L’enfant enlevé par un de ses parents
Qui, sans doute, l’aime, à sa manière
L’enfant enlevé à ses parents
Trop pauvres, trop sales, trop violents, trop peu instruits
L’enfant de divorcés, écartelé
L’enfant du couple marié qui s’écartèle
L’enfant d’une pilule vomie, d’un préservatif oublié
L’enfant infecté, contaminé
Condamné
Avant même d’être né
L’enfant qui sniffe la colle pour oublier
Qui vole pour pas mourir
Qui pique pour le plaisir
Qui se pique, sans avenir
Et qu’on ne voit même s’automutiler
Appeler
« Aimez moi », disent les coupures à ses poignets
et qui devrait respecter celui qui lui répond
« Ne t’en fais pas, c’est pas grave, ça va passer »
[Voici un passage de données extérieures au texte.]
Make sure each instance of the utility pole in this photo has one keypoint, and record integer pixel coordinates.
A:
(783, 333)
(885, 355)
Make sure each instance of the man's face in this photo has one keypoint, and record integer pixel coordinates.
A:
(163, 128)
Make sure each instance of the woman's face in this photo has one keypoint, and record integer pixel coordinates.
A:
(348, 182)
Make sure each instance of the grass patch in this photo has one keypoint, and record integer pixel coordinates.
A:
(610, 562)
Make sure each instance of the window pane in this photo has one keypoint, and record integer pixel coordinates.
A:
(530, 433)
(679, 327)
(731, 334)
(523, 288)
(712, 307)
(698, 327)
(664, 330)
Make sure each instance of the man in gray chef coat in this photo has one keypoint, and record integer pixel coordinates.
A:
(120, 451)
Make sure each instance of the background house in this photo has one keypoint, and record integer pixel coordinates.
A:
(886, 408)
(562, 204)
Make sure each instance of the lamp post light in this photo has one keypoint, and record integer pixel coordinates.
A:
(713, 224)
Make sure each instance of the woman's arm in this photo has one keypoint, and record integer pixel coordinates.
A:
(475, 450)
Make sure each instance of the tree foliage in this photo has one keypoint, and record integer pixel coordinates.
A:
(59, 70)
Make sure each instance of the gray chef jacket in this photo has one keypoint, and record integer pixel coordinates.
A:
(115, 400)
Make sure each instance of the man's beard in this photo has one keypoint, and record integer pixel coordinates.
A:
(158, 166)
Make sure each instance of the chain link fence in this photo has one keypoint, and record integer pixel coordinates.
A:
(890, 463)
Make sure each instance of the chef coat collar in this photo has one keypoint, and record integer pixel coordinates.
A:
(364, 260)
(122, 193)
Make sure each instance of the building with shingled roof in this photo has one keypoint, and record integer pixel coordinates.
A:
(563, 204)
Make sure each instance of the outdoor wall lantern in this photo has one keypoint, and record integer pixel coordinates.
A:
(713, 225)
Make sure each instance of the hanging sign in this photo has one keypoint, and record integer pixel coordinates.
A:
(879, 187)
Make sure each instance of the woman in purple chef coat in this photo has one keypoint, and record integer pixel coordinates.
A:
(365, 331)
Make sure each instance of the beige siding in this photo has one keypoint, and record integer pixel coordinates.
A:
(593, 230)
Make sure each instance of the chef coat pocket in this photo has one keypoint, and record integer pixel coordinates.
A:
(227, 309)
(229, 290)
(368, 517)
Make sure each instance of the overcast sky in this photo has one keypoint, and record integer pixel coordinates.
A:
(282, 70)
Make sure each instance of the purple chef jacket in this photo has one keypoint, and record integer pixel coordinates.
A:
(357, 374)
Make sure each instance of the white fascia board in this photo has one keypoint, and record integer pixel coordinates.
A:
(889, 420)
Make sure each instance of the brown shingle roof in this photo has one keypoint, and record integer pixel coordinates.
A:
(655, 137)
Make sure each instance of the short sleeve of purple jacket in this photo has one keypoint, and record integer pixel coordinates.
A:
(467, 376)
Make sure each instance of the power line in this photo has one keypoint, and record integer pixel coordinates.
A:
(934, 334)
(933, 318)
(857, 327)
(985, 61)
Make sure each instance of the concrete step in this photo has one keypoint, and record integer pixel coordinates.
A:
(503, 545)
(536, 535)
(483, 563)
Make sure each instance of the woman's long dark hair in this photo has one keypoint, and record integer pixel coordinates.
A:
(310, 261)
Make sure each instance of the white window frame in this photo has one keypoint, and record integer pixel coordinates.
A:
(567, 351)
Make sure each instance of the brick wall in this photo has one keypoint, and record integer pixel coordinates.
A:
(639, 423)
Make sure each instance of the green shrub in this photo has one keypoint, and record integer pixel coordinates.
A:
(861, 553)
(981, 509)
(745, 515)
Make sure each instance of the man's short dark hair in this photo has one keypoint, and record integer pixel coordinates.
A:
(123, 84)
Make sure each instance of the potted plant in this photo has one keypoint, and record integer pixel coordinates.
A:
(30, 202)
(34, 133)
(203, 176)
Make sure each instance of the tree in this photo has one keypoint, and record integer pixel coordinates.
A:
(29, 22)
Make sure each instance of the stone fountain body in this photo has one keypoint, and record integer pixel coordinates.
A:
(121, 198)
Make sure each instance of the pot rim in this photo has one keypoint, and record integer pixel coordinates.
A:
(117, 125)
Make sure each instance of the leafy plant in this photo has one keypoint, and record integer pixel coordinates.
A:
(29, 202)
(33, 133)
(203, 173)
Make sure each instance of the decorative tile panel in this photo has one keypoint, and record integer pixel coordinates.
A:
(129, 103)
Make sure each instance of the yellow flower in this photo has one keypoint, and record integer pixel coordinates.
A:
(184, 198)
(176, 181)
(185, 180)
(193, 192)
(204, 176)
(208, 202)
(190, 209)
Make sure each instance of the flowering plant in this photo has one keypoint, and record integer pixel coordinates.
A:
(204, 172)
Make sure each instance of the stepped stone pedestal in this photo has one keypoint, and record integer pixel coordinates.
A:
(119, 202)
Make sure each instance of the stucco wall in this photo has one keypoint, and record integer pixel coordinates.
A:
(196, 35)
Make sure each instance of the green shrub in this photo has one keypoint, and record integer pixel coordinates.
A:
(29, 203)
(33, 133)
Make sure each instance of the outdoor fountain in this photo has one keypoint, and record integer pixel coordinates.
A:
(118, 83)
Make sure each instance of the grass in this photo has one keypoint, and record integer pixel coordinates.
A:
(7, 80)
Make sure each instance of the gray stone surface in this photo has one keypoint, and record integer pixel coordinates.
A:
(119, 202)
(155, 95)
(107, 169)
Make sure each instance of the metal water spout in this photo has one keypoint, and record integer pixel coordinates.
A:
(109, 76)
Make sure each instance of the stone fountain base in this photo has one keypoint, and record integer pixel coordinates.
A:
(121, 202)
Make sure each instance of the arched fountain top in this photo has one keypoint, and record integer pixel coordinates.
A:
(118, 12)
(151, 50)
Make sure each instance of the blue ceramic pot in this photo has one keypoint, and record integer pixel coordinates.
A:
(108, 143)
Qui doit prendre rendez-vous avec Monsieur son père
Pauvre petite fille riche
Jeune fille aus allumettes
Orphelin de Caucesscu
Enfant du Lebensborn, mesuré, calibré
Enfant du Kosovo et d’Arménie
Enfant du Rwanda qui a tout vu
Qui a eu le malheur de naître là, à cette époque-là
Avec ce nom-là, cette tête-là
L’enfant qui s’est trompé de sexe
Que l’on nie et que l’on noie
L’enfant soldat
Face à l’autre, une étoile sur la poitrine
L’enfant qui n’a pas eu le temps
D’être enfant
L’aîné qui éduque ses parents
Le dernier d’une famille si nombreuse
Qu’on en oublie de les compter
Oh, lui ou son frère, c’est kif
L’enfant si sage qu’on l’oublierait
Et qu’on l’oublie, parfois,
Pas souvent
Mais parfois quand même
Le bouc émissaire
C’est toujours lui qui a commencé
L’enfant préféré
Que les autres jalousent
Sans penser au poids de sa culpabilité
L’enfant qui n’aura jamais le dernier mot
Le dernier jeu vidéo

L’enfant qui a tout mais qui n’est pas.